Introduction to digital video

January 2017

What is a video?

A video is a succession of images presented at a certain rate. The human eye is able to distinguish approximately 20 images per second. Thus, when more than 20 images are displayed per second, it is possible to mislead the eye and create the illusion of an animated image. The fluidity of a video is characterized by the number of images per second (frame rate), expressed in FPS (Frames per second.

In addition, multi-media video is usually accompanied by sound, i.e. audio data.

Digital and analogue video

“Animated images” are usually classified into several large families:

  • Cinema, which consists in storing the succession of negative images on a film. The film is displayed by using a light source which projects the successive images, from a positive copy, onto a screen.

  • Analogue video, which represents information as a continuous flow of analogue data, is intended to be shown on a TV screen (based on the scanning principle). There are several standards for analogue video. The three main ones are:

  • Digital video, which consists in coding the video in a succession of digital images.


The PAL/SECAM format (Phase Alternating Line/Sequential Color with Memory), used in Europe for Hertzian television, makes it possible to code videos on 625 rows (only 576 are displayed because 8% of the rows are used for synchronization), at a rate of 25 images per second with a 4:3 format (i.e. with a 4/3 width/height ratio).

However, at 25 images per second, many people perceive a beat in the image. Thus, since it was not possible to send more information due to band-width limitations, it was decided to interlace the images, i.e. to send the even rows initially, then the odd rows. The term “field” thus indicates the “half-image” formed either by the even rows, or by the odd rows. The whole transmission consisting of two fields is called the interlaced screen.
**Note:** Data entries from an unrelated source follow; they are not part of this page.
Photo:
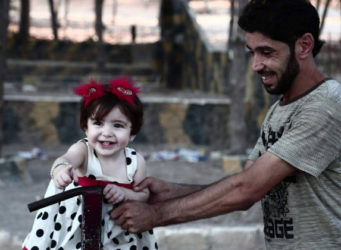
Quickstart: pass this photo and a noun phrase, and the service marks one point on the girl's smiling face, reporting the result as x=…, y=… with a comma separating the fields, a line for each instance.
x=109, y=136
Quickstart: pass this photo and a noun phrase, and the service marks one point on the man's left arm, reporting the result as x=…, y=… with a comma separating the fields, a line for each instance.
x=237, y=192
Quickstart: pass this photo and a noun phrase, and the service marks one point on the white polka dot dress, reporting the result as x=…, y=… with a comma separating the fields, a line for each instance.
x=58, y=226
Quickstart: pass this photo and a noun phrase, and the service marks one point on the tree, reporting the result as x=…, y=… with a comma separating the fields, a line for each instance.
x=24, y=24
x=99, y=32
x=324, y=15
x=4, y=8
x=236, y=51
x=54, y=21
When there is no interlacing the term progressive screen is used.


Thanks to this process called "interlacing", a PAL/SECAM television set displays 50 fields per second (i.e. at a frequency of 50 Hz), that is to say, 2x25 images in two seconds.


The NTSC standard (National Television Standards Committee), used in the United States and Japan, uses a system of 525 interlaced rows at 30 images/second (i.e. at a frequency of 60Hz). As in the case of the PAL/SECAM, 8% of the rows are used to synchronize the receiver. Thus, since the NTSC displays a 4:3 image format, the resolution actually displayed is of 640x480.

Digital video

Digital video consists in showing a succession of digital images. Since these digital images are displayed at a certain rate, it is possible to know the necessary video display rate, i.e. the number of bytes displayed (or transferred) per unit of time.
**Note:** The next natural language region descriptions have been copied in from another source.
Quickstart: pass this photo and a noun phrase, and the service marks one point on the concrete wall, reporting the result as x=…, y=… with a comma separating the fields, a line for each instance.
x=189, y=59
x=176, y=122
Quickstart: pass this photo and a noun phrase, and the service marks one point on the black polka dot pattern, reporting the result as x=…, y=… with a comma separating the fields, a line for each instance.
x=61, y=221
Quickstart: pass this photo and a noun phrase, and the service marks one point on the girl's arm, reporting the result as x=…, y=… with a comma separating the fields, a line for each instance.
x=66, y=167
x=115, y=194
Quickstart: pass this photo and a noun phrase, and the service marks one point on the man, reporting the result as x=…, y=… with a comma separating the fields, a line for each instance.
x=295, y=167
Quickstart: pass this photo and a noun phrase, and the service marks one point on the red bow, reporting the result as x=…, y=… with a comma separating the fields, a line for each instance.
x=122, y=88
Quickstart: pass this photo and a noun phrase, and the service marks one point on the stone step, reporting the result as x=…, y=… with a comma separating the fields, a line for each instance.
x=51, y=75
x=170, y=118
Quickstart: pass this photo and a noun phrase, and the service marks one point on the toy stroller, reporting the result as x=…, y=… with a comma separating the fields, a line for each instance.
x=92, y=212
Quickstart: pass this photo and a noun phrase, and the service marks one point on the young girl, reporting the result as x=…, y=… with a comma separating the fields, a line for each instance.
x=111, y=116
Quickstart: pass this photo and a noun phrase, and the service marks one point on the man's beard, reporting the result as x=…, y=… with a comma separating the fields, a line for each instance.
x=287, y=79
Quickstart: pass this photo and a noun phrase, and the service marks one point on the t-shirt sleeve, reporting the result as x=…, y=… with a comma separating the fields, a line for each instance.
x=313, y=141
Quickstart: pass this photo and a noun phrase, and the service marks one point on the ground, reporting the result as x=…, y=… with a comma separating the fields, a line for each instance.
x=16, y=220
Thus, the necessary rate to display a video (in bytes per second) is equal to the size of the image multiplied by the number of images per second.

Consider a true color image (24 bits) with a definition of 640X480 pixels. In order to correctly display a video with this definition, it is necessary to display at least 30 images per second, i.e. at a rate equal to:

900 KB * 30 =  27 MB/s


Since the eye is not very sensitive to chrominance variations, the technique known as chroma subsampling (also called decimation, consists in removing chrominance information from a group of 4x4 pixels.